Senior finance professionals have a vital role to play in each acquisition that takes place. This includes determining the best means of financing the acquisition, ensuring the value of the target company is accurate, and enabling the integration of the new business into the organisation while monitoring the financial considerations and risks involved.
The role of a CFO includes actions taken in the lead-up to the acquisition as well as during and after the process.
CFO considerations concerning a target company
Top CFOs understand that they have a responsibility to ensure the valuation of a target company is accurate. This is vital in determining the price that a company is willing to pay for its target. This work also helps to identify any intangible assets and contingent liabilities that may not initially be obvious.

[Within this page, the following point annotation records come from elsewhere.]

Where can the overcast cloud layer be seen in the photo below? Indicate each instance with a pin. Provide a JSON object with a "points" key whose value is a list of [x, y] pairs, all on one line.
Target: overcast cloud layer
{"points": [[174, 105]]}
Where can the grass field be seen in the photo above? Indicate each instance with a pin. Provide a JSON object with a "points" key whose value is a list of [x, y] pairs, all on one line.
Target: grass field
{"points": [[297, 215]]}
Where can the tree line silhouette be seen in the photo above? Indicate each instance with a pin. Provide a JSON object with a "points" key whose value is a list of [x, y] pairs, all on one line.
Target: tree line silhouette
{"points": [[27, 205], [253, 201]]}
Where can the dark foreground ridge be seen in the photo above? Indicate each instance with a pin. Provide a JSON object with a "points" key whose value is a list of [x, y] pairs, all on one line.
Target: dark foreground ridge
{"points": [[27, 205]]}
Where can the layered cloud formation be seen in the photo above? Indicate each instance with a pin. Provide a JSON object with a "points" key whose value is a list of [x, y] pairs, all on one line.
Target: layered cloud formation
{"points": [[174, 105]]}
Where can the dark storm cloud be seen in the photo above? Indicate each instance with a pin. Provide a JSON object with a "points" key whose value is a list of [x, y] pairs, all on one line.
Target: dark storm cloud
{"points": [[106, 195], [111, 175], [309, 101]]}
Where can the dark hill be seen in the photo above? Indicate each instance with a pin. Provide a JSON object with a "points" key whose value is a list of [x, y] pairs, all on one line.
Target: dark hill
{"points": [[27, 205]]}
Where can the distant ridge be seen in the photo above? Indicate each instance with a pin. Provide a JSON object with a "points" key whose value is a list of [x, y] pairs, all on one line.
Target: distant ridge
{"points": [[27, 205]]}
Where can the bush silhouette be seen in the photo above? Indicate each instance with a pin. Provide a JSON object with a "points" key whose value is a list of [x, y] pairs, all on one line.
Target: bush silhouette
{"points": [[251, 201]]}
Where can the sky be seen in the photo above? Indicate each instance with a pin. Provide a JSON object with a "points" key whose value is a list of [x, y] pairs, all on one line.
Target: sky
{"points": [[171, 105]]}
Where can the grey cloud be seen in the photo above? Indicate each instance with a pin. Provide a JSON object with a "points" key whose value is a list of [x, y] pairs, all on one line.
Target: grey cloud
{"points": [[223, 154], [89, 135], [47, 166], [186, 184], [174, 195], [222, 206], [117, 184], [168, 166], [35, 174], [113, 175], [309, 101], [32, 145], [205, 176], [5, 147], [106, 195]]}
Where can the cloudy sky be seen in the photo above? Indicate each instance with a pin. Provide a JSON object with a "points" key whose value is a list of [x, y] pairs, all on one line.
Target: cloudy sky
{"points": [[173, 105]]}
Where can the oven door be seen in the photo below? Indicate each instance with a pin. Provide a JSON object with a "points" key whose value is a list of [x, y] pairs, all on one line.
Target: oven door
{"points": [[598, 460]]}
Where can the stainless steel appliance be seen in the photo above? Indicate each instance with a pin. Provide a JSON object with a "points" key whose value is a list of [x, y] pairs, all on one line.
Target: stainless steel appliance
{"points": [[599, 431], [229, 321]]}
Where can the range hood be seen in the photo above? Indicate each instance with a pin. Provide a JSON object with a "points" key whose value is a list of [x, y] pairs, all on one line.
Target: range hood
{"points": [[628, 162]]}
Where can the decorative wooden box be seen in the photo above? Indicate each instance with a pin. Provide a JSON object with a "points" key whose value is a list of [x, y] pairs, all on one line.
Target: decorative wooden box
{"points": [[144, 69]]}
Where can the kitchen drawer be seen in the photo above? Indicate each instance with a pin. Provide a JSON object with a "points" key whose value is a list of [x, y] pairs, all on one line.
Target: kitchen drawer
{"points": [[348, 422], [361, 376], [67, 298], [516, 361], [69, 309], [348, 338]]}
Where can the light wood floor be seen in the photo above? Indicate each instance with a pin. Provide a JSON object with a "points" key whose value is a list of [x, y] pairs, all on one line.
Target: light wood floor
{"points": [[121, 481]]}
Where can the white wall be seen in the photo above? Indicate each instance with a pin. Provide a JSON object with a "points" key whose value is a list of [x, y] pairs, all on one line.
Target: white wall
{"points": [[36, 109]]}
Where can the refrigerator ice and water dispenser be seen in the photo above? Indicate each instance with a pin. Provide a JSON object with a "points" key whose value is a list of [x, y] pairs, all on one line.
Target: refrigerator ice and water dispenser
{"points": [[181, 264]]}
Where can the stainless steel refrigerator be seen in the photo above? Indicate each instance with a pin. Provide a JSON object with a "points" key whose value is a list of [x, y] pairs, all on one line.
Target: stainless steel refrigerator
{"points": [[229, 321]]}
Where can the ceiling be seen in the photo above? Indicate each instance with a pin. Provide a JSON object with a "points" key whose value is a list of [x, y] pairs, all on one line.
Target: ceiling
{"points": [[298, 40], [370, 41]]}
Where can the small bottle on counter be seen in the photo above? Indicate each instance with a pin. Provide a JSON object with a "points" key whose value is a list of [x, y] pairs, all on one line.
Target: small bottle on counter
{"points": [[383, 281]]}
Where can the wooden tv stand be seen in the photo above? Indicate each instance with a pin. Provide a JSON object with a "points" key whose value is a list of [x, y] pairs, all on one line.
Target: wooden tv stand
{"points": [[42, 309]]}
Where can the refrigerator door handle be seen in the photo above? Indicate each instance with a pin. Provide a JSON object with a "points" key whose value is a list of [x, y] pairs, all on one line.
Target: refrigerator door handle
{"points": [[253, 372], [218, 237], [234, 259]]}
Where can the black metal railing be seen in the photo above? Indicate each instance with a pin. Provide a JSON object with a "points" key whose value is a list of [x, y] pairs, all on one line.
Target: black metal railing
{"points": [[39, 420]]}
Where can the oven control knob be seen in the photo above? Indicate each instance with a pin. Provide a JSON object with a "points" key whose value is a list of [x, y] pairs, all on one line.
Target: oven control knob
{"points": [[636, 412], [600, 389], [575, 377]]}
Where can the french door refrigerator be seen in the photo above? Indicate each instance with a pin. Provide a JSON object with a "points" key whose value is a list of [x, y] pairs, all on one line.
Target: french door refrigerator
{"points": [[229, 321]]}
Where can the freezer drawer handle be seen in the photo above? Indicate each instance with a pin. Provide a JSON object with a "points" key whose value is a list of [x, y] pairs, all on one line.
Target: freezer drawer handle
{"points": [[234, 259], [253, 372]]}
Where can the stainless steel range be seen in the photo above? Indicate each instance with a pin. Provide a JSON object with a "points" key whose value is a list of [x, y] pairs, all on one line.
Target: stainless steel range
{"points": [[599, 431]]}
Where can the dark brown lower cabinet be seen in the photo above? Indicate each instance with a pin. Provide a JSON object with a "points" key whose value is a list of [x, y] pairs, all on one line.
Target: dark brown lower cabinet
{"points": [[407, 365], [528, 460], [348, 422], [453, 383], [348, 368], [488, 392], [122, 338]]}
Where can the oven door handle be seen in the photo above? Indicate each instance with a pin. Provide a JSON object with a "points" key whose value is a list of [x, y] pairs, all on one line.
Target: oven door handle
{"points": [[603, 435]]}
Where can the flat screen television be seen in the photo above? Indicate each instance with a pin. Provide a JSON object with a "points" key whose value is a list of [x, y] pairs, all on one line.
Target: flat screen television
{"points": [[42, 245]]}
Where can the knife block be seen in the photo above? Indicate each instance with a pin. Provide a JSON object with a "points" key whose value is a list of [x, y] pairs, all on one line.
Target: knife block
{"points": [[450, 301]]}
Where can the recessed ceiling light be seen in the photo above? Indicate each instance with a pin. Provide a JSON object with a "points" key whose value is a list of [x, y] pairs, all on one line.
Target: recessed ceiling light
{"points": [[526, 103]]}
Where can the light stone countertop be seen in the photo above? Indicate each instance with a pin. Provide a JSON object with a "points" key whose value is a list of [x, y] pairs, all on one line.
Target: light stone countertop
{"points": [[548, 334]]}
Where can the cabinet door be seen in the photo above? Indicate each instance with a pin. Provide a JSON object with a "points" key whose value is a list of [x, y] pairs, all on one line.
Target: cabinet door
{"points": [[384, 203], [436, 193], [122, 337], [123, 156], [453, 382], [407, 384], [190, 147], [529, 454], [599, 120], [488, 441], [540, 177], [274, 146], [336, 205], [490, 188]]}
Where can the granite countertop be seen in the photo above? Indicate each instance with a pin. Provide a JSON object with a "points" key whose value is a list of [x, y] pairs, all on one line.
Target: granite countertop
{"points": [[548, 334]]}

Further to value considerations, CFOs also have an essential role to play in identifying regulatory obligations and ensuring they are met.
CFOs and acquisition funding
The funding of an acquisition requires the consideration of several factors by the CFO. They are responsible for determining the most efficient and effective funding strategy in terms of the tax position and credit lines.
For example, the use of credit lines would not be able to breach any financial covenants that are in place.
Further to this, CFOs have a responsibility to understand how the acquisition will affect the liquidity and the risk profile of the acquiring company.
A CFO’s role in integrating the new business
The role of a CFO does not end with the financing of an acquisition. They also have an essential role to play as the new business is integrated into the organisation. CFOs are supported in this work by the finance teams within the company.
For example, the new business that has been acquired has to be implemented into the finance functions of the overall organisation including cash management, funding, and banking. Functions such as budgeting, forecasting, and regulatory reporting also need to be aligned across the business.
Further to this, a CFO is involved with determining performance levels and potential risks associated with the new business. This leads to further involvement with proposing steps to take to improve performance and bring it in line with organisational requirements. It also involves the ongoing reporting of risk and the measurement of the impact of the acquisition on the business in its entirety.
It’s clear that as the number of M&As continues to increase the role of many CFOs will evolve to have more focus on this area. It follows that top senior finance professionals understand the value of developing and maintaining their skills with regard to acquisition processes and of keeping abreast of the latest news and trends in the area of UK and global M&As.